As the mice experienced a sped-up version of DNA breaks, the epigenetic function of their youth was lost. Internal biomarkers indicated aging as they visibly began to look and act old much earlier than their counterparts whose enzymes were left “off.” Tissue began to break down and organs headed toward failure. The break-accelerated mice aged significantly more.
A “Turning Point” in Controlling Aging
So, why does it matter whether it’s DNA mutation or chemical and structural changes to the chromatin driving aging?
It’s easier to manipulate molecules for the epigenetic process than it is to reverse DNA mutation, according to the study authors. This new information has the opportunity to open a wealth of new approaches for epigenetics over genetics to treat age-related conditions like heart disease, type 2 diabetes and neurodegenerative disease.
“We hope these results are seen as a turning point in our ability to control aging,” Sinclair said. “This is the first study showing that we can have precise control of the biological age of a complex animal; that we can drive it forward and backward at will.”

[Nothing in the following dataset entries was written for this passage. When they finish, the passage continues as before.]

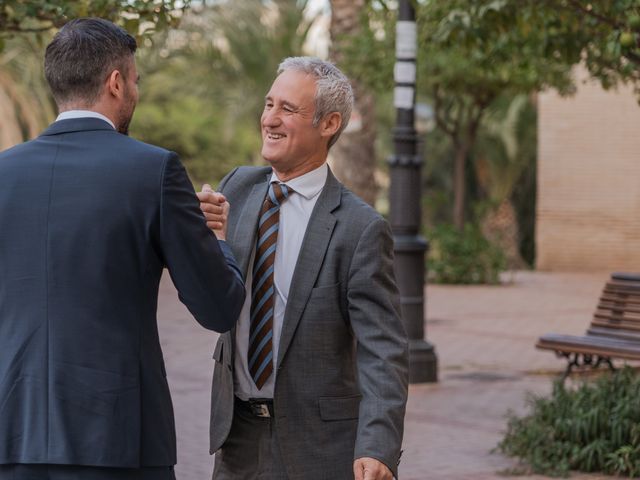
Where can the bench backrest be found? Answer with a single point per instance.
(619, 304)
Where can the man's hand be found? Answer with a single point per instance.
(216, 210)
(367, 468)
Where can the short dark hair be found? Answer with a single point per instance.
(81, 56)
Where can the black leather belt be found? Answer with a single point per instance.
(260, 407)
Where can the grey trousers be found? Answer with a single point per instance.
(78, 472)
(251, 451)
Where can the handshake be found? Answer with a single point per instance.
(215, 207)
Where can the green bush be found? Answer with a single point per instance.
(463, 256)
(594, 427)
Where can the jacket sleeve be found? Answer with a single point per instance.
(207, 278)
(382, 349)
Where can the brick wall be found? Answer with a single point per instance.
(588, 205)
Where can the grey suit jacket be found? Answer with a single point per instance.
(342, 375)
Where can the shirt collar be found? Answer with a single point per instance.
(308, 185)
(83, 114)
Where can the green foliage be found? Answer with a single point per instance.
(140, 17)
(465, 256)
(592, 428)
(603, 34)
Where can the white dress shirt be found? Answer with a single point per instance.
(83, 114)
(294, 218)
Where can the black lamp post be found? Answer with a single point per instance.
(405, 193)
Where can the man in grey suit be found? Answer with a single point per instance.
(312, 383)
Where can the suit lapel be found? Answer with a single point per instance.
(312, 252)
(244, 234)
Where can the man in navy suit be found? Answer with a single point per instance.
(88, 220)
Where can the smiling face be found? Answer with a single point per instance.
(290, 142)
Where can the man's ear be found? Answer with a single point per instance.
(115, 84)
(330, 124)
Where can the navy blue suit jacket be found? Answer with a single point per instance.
(88, 220)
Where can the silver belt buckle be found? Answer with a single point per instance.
(260, 409)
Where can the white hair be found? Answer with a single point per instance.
(333, 90)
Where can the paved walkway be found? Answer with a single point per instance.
(484, 339)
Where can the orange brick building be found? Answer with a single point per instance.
(588, 203)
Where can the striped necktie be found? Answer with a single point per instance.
(260, 353)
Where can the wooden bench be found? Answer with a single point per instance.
(614, 332)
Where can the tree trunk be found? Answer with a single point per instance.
(353, 156)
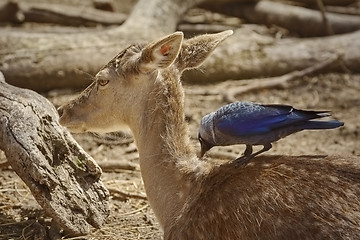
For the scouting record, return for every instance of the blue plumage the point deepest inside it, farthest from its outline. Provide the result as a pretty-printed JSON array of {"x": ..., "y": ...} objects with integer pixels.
[{"x": 256, "y": 124}]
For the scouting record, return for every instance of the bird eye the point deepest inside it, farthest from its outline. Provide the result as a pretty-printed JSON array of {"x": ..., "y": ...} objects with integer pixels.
[{"x": 103, "y": 82}]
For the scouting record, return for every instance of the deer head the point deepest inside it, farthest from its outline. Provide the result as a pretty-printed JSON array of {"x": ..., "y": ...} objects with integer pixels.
[{"x": 121, "y": 88}]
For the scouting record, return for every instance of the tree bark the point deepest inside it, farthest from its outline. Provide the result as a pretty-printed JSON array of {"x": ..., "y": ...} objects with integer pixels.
[
  {"x": 247, "y": 55},
  {"x": 298, "y": 20},
  {"x": 63, "y": 178},
  {"x": 46, "y": 61}
]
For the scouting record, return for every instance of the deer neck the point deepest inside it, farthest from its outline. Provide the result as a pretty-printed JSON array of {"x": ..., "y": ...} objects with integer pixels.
[{"x": 167, "y": 160}]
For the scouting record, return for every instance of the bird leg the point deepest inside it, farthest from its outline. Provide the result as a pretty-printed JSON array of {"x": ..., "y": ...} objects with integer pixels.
[{"x": 248, "y": 155}]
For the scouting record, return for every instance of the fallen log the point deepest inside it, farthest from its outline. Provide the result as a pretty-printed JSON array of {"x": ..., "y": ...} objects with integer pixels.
[
  {"x": 298, "y": 20},
  {"x": 46, "y": 61},
  {"x": 19, "y": 12},
  {"x": 247, "y": 55},
  {"x": 62, "y": 177}
]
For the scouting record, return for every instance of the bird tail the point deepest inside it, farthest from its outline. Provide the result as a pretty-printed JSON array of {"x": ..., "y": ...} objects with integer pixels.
[{"x": 322, "y": 124}]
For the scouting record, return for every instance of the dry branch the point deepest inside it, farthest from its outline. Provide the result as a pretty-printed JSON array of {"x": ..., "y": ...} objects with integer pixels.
[
  {"x": 47, "y": 61},
  {"x": 247, "y": 55},
  {"x": 19, "y": 12},
  {"x": 63, "y": 178},
  {"x": 299, "y": 20},
  {"x": 233, "y": 88}
]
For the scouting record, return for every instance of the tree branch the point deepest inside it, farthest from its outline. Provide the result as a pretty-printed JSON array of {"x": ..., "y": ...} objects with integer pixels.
[{"x": 63, "y": 178}]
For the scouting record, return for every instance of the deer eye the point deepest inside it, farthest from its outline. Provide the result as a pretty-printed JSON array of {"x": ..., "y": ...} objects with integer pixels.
[{"x": 103, "y": 82}]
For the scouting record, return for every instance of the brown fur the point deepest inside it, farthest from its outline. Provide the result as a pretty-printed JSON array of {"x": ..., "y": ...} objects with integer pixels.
[{"x": 276, "y": 197}]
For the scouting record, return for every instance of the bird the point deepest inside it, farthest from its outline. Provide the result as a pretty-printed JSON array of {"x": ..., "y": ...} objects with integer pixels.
[{"x": 256, "y": 124}]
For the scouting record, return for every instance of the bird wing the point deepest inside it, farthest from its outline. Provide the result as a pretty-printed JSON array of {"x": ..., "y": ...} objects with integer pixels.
[{"x": 252, "y": 119}]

Perhaps the most pivotal part of the study was the team’s success in resetting epigenetic structures in the mice of the study. The aged mice that had the enzyme turned on for their first three weeks of life received gene therapy to reverse the induced epigenetic changes.
The gene therapy rewound the aged cells to an earlier state, reversing blindness, rejuvenating organs and restoring muscle tone. Sinclair said it is a “permanent reset” of the cells, but exactly how the treatment achieves that result is unclear. He liked it to “rebooting a malfunctioning computer.”
Testing the hypothesis in nonhuman primates is already underway. Replicating the results of this study in a larger mammal is essential to move forward with the goal of not just extending human life, but extending human health.
“We’re talking about taking someone who’s old or sick and making their whole body or a specific organ young again, so the disease goes away,” Sinclair said.
He added, “It’s a big idea. It’s not how we typically do medicine.”